Episodic ataxia is a neurological pathology that it is characterized by periods of lack of coordination and balance, slurred speech or dysarthria, often associated with progressive ataxia, combined with periods of normal neurological functioning.
Episodic ataxia is a genetically heterogeneous disorder, which has up to 7 different types of disease. Episodic ataxia type I and type II are the most popular, and are associated with mutations in genes KCNA1 (12p13.32) and CACNA1A (19p13.2), respectively. Both have an autosomal dominant inheritance.
In sick patients, the attacks are triggered usually after performing activities that require intense emotional stress, exercise, or rapid changes in position, among others. Acetazolamide can stop or reduce the frequency and severity of symptoms.
Episodic ataxia type 1 (AE1) is produced as a result of heterozygous mutations in the gene KCNA1, which encodes a potassium channel activated by voltage.

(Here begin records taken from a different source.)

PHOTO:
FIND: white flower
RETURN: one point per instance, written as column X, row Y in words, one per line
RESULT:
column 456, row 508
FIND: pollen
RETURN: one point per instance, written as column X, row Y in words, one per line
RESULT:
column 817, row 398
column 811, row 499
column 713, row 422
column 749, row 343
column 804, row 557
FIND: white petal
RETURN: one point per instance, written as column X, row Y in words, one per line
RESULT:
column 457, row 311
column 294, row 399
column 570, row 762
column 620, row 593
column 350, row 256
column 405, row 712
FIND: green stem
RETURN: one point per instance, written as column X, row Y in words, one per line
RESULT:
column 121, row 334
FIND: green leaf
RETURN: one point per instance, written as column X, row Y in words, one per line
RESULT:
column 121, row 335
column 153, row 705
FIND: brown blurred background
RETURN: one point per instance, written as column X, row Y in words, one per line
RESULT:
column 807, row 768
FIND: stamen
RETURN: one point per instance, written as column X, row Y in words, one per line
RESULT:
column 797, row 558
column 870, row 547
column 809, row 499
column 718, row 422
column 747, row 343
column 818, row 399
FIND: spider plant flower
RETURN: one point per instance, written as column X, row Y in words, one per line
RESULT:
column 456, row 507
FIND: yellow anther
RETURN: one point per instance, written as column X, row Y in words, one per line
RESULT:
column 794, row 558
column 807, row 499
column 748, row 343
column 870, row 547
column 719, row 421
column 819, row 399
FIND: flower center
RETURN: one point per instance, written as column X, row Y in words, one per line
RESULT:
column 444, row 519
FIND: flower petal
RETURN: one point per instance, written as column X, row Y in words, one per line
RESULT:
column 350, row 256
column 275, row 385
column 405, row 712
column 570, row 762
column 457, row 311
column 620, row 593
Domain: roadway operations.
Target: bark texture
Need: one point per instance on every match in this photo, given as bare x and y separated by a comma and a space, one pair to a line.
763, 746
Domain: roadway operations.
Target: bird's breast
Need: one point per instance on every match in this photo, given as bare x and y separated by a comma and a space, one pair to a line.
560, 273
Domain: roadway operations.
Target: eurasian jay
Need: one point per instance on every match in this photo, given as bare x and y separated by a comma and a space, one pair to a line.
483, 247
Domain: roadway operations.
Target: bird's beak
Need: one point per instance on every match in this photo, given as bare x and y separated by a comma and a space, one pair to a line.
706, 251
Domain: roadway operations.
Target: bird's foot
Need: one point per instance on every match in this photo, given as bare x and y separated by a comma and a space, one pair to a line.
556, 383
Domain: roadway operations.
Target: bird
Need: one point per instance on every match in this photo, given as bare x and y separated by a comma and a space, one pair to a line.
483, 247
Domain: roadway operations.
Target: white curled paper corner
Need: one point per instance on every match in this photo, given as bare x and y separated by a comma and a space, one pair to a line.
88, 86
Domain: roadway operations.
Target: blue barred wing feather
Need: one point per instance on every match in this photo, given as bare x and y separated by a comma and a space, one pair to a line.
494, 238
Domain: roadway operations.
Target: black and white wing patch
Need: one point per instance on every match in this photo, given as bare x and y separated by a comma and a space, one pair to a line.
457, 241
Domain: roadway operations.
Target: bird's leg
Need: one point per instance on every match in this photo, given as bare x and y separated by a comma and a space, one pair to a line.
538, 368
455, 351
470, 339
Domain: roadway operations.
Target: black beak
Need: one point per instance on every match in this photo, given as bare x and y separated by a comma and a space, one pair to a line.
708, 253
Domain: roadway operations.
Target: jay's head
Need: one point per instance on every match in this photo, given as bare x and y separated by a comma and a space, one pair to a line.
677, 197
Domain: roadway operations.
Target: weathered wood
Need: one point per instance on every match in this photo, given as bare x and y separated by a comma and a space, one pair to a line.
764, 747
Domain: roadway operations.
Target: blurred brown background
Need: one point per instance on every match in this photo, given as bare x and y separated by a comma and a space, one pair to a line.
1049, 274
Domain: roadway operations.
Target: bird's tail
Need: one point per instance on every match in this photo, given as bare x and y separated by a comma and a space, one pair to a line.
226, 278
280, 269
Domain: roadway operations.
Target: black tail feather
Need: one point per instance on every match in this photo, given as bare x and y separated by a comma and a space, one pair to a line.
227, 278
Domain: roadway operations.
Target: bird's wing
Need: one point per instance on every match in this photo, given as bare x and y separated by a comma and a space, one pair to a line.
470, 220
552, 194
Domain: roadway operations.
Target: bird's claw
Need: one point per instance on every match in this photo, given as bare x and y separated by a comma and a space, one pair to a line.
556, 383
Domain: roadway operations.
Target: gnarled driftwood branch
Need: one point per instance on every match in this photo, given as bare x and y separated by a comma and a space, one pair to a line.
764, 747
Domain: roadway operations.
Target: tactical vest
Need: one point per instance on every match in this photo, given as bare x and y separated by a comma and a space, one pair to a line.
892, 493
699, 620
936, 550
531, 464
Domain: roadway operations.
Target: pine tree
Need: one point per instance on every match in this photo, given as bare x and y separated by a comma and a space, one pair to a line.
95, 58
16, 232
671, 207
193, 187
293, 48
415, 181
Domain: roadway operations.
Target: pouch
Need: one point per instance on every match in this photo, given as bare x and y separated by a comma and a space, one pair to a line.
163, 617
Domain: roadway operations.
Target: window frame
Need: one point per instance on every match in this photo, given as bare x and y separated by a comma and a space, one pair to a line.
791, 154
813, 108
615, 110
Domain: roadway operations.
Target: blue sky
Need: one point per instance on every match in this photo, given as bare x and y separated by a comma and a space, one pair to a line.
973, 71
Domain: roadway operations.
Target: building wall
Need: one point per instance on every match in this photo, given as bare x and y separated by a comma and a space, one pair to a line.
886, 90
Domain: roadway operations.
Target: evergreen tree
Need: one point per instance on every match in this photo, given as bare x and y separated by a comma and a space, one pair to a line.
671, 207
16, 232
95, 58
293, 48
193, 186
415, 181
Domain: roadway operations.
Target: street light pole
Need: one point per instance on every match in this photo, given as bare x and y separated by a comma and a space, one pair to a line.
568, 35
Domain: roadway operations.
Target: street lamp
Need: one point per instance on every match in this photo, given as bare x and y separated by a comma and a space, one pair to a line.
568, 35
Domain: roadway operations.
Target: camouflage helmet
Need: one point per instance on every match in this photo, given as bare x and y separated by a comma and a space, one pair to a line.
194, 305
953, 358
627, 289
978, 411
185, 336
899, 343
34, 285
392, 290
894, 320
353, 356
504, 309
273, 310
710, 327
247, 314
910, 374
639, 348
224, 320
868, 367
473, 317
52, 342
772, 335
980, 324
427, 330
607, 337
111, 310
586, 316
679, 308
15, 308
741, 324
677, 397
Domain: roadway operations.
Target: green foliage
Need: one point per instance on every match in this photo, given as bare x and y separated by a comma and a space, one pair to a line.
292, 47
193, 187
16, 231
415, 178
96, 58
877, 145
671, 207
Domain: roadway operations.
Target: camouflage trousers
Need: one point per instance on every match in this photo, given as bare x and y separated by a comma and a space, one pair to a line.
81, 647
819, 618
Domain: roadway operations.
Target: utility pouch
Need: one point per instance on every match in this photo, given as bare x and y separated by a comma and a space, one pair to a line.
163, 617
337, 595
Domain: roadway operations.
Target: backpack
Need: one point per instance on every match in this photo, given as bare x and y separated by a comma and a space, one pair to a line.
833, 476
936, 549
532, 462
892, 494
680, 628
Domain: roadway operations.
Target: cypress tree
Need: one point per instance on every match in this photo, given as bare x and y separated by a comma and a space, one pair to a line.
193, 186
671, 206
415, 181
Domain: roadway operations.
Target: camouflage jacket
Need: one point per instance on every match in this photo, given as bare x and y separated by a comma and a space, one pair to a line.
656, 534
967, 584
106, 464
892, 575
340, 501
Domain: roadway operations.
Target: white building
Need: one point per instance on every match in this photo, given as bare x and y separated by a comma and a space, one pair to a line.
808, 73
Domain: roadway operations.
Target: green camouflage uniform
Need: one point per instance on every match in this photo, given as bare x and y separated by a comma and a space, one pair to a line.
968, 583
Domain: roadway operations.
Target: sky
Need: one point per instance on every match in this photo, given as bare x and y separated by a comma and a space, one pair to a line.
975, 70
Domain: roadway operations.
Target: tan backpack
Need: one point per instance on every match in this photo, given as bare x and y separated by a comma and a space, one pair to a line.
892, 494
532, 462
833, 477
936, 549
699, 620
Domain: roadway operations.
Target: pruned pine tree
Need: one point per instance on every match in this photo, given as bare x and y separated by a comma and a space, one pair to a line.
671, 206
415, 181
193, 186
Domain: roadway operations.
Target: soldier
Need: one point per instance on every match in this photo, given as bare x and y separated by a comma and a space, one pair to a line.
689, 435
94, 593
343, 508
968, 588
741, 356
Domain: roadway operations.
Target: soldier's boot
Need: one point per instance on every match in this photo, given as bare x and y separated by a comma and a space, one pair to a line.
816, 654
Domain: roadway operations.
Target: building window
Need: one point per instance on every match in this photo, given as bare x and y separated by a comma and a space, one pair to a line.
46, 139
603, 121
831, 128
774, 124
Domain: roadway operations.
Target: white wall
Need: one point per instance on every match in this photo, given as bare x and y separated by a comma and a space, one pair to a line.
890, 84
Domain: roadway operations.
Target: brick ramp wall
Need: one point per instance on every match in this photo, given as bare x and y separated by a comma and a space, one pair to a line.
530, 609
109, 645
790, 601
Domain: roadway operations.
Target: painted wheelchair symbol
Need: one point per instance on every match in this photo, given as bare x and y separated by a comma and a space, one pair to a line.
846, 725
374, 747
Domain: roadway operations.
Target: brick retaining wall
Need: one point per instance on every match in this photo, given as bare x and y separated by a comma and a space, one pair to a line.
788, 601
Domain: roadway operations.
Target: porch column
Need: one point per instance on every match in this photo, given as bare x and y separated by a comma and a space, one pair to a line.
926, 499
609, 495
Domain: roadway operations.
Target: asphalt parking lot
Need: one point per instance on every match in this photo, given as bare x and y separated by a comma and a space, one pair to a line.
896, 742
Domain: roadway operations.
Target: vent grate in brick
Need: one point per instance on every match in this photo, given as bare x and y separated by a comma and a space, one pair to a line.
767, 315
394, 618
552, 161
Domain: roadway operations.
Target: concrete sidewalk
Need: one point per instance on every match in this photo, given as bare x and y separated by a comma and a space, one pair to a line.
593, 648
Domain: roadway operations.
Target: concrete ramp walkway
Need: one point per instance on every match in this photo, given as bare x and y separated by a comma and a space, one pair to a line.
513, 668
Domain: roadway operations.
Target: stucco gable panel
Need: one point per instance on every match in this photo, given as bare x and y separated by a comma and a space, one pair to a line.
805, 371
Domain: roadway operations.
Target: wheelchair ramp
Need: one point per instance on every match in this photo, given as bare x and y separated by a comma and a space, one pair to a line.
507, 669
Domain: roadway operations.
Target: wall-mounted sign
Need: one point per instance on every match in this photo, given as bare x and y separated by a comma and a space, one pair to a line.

Patients with this disorder experience a number of twitching in the head, legs and arms, causing loss of balance and motor coordination. The AE1 is associated with an increased incidence of epilepsy. The onset of the disease occurs in childhood or early adolescence.
Episodic ataxia type 2 (EA2) is produced as a result of heterozygous mutations in CACNA1A, which encodes a subunit a1A brain calcium channel P / Q type voltage-gated.
EA2 patients may experience paroxysmal attacks of ataxia, dizziness and nausea which comprise from 30 minutes to days. The onset of the disease occurs in childhood or early adolescence, like EA1.
Attacks may be associated to other symptoms such as headache (mostly of individuals appears migraine), dysarthria, diplopia, tinnitus, and hemiplegia. The frequency of attacks may vary from three or four times a week to once or twice a year.